Oil and gas refining company CVR Energy (CVI) is down over 30% in the past year, far underperforming a rallying stock market. One trader sees shares trending lower over the coming weeks.
That’s based on the October 18 $22.50 puts. With 39 days until expiration, 8,302 contracts traded compared to a prior open interest of 113, for a 73-fold rise in volume on the trade. The buyer of the puts paid $1.15 to make the bearish bet.
CVR shares recently traded for about $23, so they would need to drop by $0.50, or just over 2%, for the option to move in-the-money.
The stock has been trending lower, and the strike price is right near the 52-week low of $22.66.

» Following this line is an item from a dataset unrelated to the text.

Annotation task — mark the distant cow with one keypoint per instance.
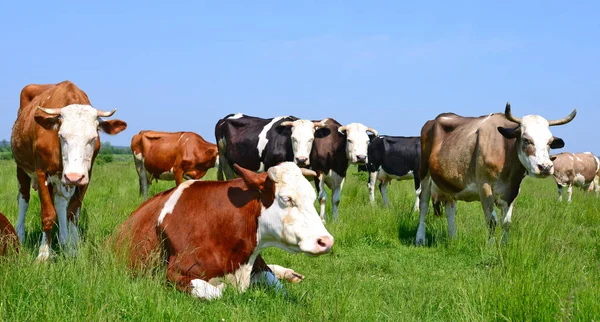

Operationally, CVR has struggled, as refining companies tend to see narrow margins when oil prices are flat or declining. Earnings have dropped 83% over the past year, amid a 12% drop in revenues. Shares trade at about 5 times earnings at current prices.
Action to take: While shares pay an 8.2% dividend at current prices, a continued slide in earning could put that payout at risk in the quarters ahead. Investors should look to avoid refining companies until oil prices show signs of strength, which can be better for refiner margins.
For traders, the October $22.50 puts are well positioned for further market weakness over the coming months. The options can likely see mid-double-digit returns over the coming weeks, and stand a strong chance of moving in-the-money.